I'm reposting, with minor edits, my response to the friend. Before I do so, though, I should observe that my friend is himself a person of color, of South Asian descent, who is currently serving in the American armed forces. I make that notation because it is always worth noting the perspective from which someone is coming from, particularly when it might diverge from popular expectations regarding what someone from that background would think. In any event, here is what I wrote in reply:
The question of whether a Gold Star family has itself "sacrificed" something strikes me as semantic at best; I've never before heard anyone chiding the family of a fallen soldier that they cannot speak of sacrifice. I'm doubtful one wants to plant one's flag on those grounds.
That said, the spirit of voluntarism does matter. All those who serve choose to put themselves in harm's way; that choice demands respect and admiration. But Trump's proposal for "a total and complete shutdown of Muslims entering the United States" (it is Mark who is "simply wrong and disingenuous" to characterize this as "the need to prevent potential terrorists from entering our country". There is nobody who does not seek to prevent the latter; Trump was unambiguous in calling precisely for a blanket ban on all Muslim arrivals, as the link in Mark's own letter attests to) disrespects that voluntarism. The ethic of service, of voluntary sacrifice, is but a manifestation of the larger American ethos that we are who we choose to be, not what society or government assumes us to be.
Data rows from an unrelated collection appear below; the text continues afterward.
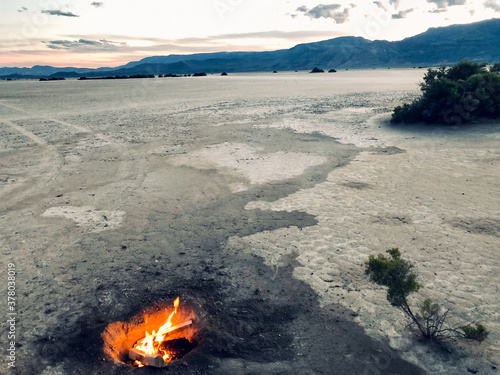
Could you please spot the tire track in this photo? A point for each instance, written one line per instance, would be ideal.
(49, 167)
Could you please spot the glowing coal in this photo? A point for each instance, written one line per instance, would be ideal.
(154, 337)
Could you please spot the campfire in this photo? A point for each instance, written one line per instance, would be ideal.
(155, 337)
Khan chose to be a soldier and chose to risk the ultimate sacrifice. But were it up to Trump, Capt. Khan would have never had the opportunity to make the choice to serve in the first place, because Trump would not have let his family arrive in the United States at all. Trump's policy treats the Khan family as a threat solely due to their faith. That judgment crashes against the reality that they produced a hero.
There's a more basic point at work here, though. I can understand the frustration from someone who sees a military family carrying water for a party that he feels doesn't support the troops. As the respective conventions make evident, there are many other families of servicemembers or other public servants that feel the same way about the GOP. And it will thus inevitably be the case that some persons who have or whose loved ones have sacrificed themselves for our nation will be the authors of pained charges against those political figures they view as having failed them and their families. And those charges may not be right or accurate or even fair. The GOP has put up some Benghazi families in similar roles to that taken up by Khan's parents; no doubt Secretary Clinton views their charges as deeply wrongful.
But if you're a decent public servant dealing with a grieving family -- even one saying bad things about you, even one giving a speech attacking you -- you take the hit. You don't issue a snarky press release, you don't suggest the family forbids women from talking. Cindy Sheehan said plenty of things about President Bush that I (no fan of 43) found pretty ridiculous. But Bush, to his credit, didn't degrade or demean her. He took the hit, because sometimes taking the hit is part of the job. And that basic decency, unfortunately, is something Donald Trump proved he is just not capable of doing.Has Trump finally gone too far? I doubt it. If "too far" hasn't happened yet, I don't know why this would change anything. But who knows. It would be poetic justice if the straw that finally broke this bigoted camel's back was that Donald Trump could not help himself in attacking the family of a Muslim, first-generation, American war hero.